MAINT Raise NotFittedError when using DictVectorizer without prior fitting #24838

LoHertel · 2022-11-05T10:41:54Z

Reference Issues/PRs

What does this implement/fix? Explain your changes.

DictVectorizer didn't raise a NotFittedError when using methods, which expect prior fitting.
fit() sets the attributes feature_names_ and vocabulary_.
The following methods depend on these attributes and now are raising a NotFittedError in case of absence:

inverse_transform()
restrict()
transform()

The check for existence of the internal attributes is made by check_is_fitted() from the utils package.
A test whether NotFittedError is raised as expected was added as well.

adrinjalali

Don't we have common tests for transform and inverse_transform?

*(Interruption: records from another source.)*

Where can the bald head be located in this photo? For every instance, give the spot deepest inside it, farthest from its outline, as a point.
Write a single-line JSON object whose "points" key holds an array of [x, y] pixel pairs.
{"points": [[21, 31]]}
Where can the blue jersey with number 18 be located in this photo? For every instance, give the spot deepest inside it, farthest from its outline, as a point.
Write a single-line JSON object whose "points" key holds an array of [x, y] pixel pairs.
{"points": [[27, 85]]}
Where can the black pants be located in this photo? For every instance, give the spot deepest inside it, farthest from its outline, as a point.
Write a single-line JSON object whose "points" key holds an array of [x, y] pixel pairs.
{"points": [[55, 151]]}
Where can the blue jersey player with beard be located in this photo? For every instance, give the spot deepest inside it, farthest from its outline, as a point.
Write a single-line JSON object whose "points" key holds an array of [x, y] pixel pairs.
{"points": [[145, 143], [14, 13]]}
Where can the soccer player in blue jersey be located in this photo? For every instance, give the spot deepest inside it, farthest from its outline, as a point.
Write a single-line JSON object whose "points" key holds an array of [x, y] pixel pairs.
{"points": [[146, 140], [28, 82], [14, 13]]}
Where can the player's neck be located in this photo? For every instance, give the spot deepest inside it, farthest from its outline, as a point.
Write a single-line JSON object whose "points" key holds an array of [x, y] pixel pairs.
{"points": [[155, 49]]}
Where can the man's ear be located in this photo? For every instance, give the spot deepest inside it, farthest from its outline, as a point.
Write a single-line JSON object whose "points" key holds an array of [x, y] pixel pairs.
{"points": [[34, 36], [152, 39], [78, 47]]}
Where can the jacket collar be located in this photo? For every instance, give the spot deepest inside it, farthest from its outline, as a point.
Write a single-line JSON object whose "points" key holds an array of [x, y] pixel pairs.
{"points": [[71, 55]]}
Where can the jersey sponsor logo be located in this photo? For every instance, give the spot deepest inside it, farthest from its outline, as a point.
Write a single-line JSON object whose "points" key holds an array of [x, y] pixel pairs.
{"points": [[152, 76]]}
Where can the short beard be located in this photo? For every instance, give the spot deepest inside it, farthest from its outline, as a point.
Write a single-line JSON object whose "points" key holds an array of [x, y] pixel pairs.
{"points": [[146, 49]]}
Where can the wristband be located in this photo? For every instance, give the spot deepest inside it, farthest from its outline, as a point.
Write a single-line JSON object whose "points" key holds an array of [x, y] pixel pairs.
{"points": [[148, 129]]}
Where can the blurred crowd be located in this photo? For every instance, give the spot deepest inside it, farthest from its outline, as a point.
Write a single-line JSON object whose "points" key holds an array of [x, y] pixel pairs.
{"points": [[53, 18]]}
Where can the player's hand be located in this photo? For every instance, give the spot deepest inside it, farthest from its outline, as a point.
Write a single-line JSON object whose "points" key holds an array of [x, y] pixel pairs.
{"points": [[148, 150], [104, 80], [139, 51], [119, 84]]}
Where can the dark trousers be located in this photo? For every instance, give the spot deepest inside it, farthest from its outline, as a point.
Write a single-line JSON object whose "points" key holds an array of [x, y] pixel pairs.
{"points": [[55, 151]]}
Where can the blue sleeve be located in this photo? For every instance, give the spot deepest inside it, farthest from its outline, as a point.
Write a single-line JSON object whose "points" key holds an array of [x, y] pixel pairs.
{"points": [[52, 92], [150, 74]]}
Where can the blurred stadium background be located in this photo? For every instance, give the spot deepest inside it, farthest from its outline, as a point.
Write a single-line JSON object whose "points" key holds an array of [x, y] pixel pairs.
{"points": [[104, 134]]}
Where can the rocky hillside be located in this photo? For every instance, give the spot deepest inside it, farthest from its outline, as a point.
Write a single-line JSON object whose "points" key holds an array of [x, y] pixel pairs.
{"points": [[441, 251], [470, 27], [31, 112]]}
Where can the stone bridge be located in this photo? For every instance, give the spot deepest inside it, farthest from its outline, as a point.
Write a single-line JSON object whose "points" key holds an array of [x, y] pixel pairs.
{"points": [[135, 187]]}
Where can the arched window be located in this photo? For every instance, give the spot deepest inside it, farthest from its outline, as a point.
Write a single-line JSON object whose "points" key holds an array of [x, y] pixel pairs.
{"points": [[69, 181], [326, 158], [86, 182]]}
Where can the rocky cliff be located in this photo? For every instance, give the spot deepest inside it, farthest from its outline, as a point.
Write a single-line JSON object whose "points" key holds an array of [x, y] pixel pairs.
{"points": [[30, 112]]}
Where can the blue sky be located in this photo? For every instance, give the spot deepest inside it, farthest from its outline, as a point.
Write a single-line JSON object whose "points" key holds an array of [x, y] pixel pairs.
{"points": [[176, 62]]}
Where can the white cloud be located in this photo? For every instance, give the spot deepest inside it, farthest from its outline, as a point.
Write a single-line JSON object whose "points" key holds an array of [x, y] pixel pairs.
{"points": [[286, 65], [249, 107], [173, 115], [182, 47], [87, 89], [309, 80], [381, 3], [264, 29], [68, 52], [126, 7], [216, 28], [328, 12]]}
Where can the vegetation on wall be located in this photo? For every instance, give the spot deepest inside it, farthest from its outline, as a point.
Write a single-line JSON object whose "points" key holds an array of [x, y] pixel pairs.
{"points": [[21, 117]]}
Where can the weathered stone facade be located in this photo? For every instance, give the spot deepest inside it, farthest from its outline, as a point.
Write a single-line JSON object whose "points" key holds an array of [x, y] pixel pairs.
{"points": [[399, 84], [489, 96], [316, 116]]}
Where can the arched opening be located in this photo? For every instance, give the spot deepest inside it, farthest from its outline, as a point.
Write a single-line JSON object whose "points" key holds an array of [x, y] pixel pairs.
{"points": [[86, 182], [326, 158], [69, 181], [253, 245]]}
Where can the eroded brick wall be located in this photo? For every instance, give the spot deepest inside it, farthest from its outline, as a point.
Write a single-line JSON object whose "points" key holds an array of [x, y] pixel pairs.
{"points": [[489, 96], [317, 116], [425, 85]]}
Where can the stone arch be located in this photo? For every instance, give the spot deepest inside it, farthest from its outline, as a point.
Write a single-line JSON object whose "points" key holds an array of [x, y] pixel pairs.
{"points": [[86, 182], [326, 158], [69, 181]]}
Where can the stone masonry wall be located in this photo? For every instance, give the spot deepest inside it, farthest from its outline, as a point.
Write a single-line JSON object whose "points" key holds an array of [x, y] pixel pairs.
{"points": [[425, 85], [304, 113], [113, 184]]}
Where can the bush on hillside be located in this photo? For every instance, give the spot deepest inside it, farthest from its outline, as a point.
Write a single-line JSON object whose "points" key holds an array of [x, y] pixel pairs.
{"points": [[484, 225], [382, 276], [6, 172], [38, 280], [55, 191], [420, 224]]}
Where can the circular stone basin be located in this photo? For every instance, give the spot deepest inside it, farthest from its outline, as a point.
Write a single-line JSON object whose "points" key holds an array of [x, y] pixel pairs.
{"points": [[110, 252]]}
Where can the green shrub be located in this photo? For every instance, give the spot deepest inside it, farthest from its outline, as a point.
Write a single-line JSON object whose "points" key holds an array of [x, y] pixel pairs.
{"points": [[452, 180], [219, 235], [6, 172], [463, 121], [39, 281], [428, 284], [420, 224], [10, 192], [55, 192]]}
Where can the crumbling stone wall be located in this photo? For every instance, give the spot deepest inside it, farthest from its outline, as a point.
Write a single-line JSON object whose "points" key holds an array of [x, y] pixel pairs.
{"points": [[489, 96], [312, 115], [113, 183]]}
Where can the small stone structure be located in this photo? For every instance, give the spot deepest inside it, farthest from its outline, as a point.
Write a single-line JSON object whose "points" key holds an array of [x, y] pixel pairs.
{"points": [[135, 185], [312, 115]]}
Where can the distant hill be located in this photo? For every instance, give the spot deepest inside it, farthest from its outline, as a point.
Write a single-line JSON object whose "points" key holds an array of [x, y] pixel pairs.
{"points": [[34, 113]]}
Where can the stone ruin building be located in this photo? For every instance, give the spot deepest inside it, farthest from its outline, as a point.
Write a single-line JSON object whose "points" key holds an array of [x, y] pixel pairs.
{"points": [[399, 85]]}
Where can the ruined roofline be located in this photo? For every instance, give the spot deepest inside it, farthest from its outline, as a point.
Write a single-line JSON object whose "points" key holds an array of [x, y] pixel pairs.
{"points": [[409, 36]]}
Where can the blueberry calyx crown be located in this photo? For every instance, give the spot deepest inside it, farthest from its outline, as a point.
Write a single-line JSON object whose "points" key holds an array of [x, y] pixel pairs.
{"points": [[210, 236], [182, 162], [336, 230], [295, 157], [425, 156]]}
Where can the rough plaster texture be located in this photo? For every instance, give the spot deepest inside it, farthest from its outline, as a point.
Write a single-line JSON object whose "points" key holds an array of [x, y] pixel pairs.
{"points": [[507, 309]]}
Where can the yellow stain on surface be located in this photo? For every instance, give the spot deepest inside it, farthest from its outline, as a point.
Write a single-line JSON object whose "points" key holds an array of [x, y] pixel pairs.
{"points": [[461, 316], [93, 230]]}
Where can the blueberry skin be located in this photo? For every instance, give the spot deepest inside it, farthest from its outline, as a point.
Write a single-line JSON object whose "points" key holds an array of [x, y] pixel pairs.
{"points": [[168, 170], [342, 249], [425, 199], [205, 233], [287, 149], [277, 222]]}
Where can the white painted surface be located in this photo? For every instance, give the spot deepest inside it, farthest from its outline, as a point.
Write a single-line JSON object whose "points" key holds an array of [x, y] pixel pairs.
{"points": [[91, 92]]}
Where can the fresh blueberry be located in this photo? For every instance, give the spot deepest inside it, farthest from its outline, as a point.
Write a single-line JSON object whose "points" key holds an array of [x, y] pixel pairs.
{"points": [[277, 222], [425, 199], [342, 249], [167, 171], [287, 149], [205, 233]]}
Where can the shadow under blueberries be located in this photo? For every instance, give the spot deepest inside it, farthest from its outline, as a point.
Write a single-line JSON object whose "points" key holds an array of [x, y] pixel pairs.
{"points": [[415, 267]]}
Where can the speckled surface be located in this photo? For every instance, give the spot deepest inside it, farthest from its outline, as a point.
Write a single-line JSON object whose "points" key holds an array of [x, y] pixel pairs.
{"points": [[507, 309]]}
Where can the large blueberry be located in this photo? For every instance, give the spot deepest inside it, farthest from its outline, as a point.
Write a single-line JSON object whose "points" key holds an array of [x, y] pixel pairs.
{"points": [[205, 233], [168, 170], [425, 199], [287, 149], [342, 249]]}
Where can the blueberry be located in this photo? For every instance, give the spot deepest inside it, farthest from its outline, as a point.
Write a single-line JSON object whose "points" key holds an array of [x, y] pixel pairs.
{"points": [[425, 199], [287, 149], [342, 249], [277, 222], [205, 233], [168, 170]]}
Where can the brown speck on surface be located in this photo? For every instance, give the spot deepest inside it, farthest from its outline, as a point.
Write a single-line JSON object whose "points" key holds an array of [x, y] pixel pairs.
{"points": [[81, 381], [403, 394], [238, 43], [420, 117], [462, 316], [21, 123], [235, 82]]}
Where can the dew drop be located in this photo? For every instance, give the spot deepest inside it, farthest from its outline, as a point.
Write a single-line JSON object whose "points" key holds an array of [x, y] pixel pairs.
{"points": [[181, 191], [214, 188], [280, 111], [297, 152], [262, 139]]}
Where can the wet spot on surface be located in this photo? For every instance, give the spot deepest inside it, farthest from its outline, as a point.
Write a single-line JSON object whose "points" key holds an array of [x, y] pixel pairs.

adrinjalali · 2022-11-07T10:14:09Z

sklearn/feature_extraction/_dict_vectorizer.py

@@ -384,6 +389,8 @@ def get_feature_names_out(self, input_features=None):
        feature_names_out : ndarray of str objects
            Transformed feature names.
        """
+        check_is_fitted(self)


I think get_feature_names_out raises ValueError if the right attributes are not set:

scikit-learn/sklearn/utils/validation.py

Lines 1949 to 1950 in 353b05b

if n_features_in_ is None:

raise ValueError("Unable to generate feature names without n_features_in_")

And this I think is the case (or should be) for all estimators.

cc @thomasjpfan

To my understanding, the attribute self.feature_names_ which is accessed here in get_feature_names_out() two lines below in line 394 will only exist after calling fit().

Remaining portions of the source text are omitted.